I think, if you look at the presentation, I think, we've been very transparent about the makeup of this year and where the growth is coming from. If you just go through the sort of building blocks I talked about in my presentation, in terms of where we are, in terms of signings for 2026. I think we've got roughly around 90% probably higher than that, actually, now, if you include Jupiter Gaming, depending on when they launch this year. If they launch sort of, you know, around the half year, we're probably, you know, 92%, 93% in terms of what we sign this year. I would say the big delta is gonna be around timing on launches.
If we miss out slightly on launches and they get delayed for whatever reason, and there are lots of reasons, then that would sort of suggest we're gonna be at the bottom of the range. If we are on time, then we'll be sort of in the middle of the range. To get to the top end of the range, you'd expect, 'cause the assumptions we're making are predominantly around minimum fees.

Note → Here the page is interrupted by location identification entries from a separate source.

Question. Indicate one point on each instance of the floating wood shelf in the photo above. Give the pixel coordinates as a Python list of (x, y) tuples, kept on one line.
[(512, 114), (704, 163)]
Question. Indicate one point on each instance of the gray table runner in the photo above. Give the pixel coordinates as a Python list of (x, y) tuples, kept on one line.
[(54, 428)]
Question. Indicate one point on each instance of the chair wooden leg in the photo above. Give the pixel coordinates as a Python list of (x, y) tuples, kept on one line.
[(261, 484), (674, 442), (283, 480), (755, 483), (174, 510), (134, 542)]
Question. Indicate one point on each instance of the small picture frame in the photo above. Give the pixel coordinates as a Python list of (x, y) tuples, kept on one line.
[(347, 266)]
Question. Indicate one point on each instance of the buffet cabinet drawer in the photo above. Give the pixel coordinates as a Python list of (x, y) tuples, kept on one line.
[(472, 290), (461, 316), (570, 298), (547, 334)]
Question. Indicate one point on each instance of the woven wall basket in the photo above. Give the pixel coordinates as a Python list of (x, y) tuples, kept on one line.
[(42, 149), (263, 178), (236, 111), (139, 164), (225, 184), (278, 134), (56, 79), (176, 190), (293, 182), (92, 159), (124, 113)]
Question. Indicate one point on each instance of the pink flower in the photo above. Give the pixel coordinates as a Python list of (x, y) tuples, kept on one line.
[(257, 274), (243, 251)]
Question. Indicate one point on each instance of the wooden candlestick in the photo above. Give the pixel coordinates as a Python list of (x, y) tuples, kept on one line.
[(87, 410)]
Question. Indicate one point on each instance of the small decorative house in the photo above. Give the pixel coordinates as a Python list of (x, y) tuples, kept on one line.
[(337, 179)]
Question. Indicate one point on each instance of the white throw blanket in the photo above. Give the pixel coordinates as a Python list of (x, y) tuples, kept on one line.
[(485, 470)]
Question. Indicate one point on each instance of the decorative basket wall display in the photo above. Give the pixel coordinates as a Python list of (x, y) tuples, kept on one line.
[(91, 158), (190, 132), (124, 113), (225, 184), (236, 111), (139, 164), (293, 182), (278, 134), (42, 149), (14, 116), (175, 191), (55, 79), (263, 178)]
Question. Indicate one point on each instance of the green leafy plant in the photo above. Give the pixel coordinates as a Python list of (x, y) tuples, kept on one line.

Once clients start to get through the minimum fees and start to ramp up, which is very difficult for us to predict, and that will then sort of drive you to sort of the top of the range. I think, yeah, the real outcome of this year is around timing on client launches and just how quickly our 2025 and then the early 2026 launches ramp up.
That's gonna be the sort of the key deltas.
Great. Last question here, and one focused, somewhat on the share price. The shares are very attractively valued right now, and the question really is around what catalysts or milestones do you see driving a re-rating of the stock?
Well, I think there are a couple of things, clearly. I think cash flow positivity, I think that's obviously a key metric for us. I think, you know, once we get to cash flow sort of positivity, I think the whole investment case is sort of discounted. I think that's the real key sort of metric, and then it's a case of, you know, we announced Jupiter Gaming is sort of onboarding them and ramping them up and getting them to deliver. I think it's a case of, you know, delivering the clients this year, launching them on time, hitting the numbers, and then getting to that sort of cash flow breakeven. I think, you know, if we do that, then I think, you know, the rest will take care of itself.
That's great. Bob, thank you very much indeed for taking.
Thank you.
T hrough the Q&A. Thank you to everybody for your engagement. If there are any further questions, we'll make those available to you post today's call. Richard, Phil, I know investor feedback will be particularly important to you both. I'll shortly redirect those on the call to give you their feedback. Perhaps, Richard, just a couple of closing comments, and then I'll send investors for feedback.
Yes, I'd just like to thank everybody for joining us this morning, and I'd just like to say a big thank you to all the GiG employees for going above and beyond in 2025, and we're really looking forward to updating you on our Q1 progress in May. Thank you for listening this morning and joining us.
That's great. Richard, Phil, Bob, thank you once again for updating investors. I please ask investors not to close this session, as we'll now redirect you for your feedback. On behalf of the management team at GiG Software, we'd like to thank you for attending today's presentation. Good morning to you all.